A Green Alternative to Ammonia for Synthesis of the Heterocyclic Core of Ticlopidine and Plavix®. Ticlopidine, marketed by Roche as Ticlid®, is approved for the prevention of recurrent stroke in patients who have already had a stroke or TIA and who are unable to take aspirin. Ticlid® sales were $200 M in 1998. Sanofi-Aventis and Bristol-Myers Squibb (BMS) market Plavix®, the anti-stroke blood thinner with the same heterocyclic core. Plavix® sales were $5.9 B for 2005, an increase of 16% over 2004. We demonstrated for Sanofi-Aventis an efficient one-pot Green approach for converting thiophene, via 2-(2-thienyl)ethanol, to 2-(2-thienyl)ethylamine.

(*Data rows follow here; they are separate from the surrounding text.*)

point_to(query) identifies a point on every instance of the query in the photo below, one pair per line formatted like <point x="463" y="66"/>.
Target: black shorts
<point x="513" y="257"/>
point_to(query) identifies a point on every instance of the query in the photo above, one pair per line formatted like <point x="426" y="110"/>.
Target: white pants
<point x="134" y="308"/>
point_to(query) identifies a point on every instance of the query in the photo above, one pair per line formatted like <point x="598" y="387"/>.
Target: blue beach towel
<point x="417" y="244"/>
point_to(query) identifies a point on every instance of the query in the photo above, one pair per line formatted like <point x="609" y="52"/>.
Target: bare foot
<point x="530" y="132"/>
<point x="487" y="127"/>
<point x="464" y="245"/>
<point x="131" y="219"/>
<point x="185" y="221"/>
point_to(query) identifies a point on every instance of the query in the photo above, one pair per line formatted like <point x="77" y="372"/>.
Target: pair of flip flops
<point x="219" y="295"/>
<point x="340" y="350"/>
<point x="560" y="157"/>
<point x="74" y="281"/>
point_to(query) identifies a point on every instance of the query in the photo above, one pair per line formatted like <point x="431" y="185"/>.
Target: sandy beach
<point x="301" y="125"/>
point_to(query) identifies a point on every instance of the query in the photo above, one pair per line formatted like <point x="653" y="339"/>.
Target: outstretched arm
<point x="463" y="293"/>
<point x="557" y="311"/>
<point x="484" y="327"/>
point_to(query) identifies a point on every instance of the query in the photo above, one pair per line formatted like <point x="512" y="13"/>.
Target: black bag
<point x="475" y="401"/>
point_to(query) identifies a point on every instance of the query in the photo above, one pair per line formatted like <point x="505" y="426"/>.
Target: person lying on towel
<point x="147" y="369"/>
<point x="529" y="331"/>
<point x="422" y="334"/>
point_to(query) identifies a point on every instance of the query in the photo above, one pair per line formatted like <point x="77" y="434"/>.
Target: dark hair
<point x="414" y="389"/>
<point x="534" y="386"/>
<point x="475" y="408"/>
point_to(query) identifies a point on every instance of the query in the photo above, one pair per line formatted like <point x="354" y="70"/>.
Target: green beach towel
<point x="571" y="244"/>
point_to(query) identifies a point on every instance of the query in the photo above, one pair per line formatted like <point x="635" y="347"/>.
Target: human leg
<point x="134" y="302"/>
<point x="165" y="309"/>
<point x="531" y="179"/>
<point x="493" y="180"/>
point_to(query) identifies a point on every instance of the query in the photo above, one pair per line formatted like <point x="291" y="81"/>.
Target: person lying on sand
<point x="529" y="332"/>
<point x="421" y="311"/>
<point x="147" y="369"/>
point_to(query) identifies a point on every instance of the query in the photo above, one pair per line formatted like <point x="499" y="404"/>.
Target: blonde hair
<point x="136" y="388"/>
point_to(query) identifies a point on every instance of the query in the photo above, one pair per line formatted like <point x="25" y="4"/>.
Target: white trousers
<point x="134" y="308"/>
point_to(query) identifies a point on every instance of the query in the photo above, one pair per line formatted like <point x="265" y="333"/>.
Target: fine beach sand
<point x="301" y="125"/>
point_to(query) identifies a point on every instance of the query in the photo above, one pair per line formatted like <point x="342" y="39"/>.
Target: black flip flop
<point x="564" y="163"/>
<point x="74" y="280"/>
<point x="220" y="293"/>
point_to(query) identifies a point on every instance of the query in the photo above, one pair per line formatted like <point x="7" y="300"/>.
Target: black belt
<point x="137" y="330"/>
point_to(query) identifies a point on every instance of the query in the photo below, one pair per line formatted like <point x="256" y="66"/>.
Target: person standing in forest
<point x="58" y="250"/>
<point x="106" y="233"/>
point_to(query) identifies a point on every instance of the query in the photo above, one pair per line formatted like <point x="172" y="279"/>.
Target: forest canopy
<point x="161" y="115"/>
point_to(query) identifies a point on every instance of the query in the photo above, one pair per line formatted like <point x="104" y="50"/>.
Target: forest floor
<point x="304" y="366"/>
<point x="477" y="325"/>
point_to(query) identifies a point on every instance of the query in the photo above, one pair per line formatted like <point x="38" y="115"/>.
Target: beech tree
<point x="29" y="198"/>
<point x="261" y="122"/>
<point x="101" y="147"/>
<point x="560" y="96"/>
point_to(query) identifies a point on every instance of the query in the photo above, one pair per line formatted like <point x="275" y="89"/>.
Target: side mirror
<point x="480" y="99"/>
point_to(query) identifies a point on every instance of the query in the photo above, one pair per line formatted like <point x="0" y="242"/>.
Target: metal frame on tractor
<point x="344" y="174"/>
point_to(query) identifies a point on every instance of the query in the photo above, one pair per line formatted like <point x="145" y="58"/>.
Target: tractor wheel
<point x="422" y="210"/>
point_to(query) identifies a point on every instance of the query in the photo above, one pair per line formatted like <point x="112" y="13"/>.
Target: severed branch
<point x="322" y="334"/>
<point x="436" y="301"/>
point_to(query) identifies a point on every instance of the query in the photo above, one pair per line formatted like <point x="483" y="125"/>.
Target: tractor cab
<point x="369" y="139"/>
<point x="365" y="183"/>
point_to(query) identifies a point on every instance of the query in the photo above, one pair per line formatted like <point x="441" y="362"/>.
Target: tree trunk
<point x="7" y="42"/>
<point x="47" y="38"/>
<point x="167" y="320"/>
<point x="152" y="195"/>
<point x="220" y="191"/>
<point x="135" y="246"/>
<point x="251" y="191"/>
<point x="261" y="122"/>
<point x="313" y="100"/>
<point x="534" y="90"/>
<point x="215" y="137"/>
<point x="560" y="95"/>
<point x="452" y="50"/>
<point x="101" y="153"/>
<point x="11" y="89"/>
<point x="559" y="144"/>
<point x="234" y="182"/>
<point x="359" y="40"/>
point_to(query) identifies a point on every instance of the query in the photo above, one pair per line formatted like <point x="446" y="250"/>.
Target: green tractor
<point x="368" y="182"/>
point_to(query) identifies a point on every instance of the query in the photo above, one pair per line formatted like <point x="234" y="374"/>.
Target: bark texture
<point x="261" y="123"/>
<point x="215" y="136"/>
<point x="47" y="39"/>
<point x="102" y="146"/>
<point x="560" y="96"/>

Organotransition Metal Methods for the Manufacture of Naproxen. The anti-arthritic drug Naproxen, marketed by Syntex as Naprosyn® and Anaprox®, was the fifth best-selling drug in the world and third-best selling drug in the US in 1988. Naproxen accounted for over 50% of Syntex $1.4 B in sales that year. Anticipating the patent expiration, Syntex and P&G obtained FDA approval in 1994 for an OTC version, marketed as Aleve®. We evaluated and developed several transition metal-based strategies for introducing the chiral propionate side chain. See: “Twenty Years of Naproxen Technology”, Org. Proc. Res. Dev. 1997, 1, 72.
POSTDOCTORAL RESEARCH
The First Total Syntheses of Ergot Alkaloids Clavicipitic Acid and Aurantioclavine: Highlighting the Synthetic Utility of Palladium Catalyzed Transformations. We constructed and functionalized indoles using four palladium catalyzed processes (Hegedus Olefin Amination, Heck Olefination of an aryl iodide in the presence of an aryl bromide, Heck Olefination of an aryl bromide, and a novel palladium(II) catalyzed displacement of an allylic oxygen).
GRADUATE RESEARCH
Medicinal and Process Chemistry Leading to Eli Lilly’s Pemetrexed. We reported the first synthesis of 5,10-dideazatetrahydrofolic acid (DDA-THF). DDA-THF blocked purine biosynthesis and showed unusually powerful anticancer activity against a wide range of solid tumors. These promising results led to a collaboration between the Taylor group at Princeton and Eli Lilly & Co. The collaboration produced the 5-membered ring analog pemetrexed, now marketed by Lilly as Alimta®, a chemotherapy drug for patients with malignant pleural mesothelioma. Royalties from the Princeton-Lilly licensing agreement provided funds for a new chemistry building at Princeton University.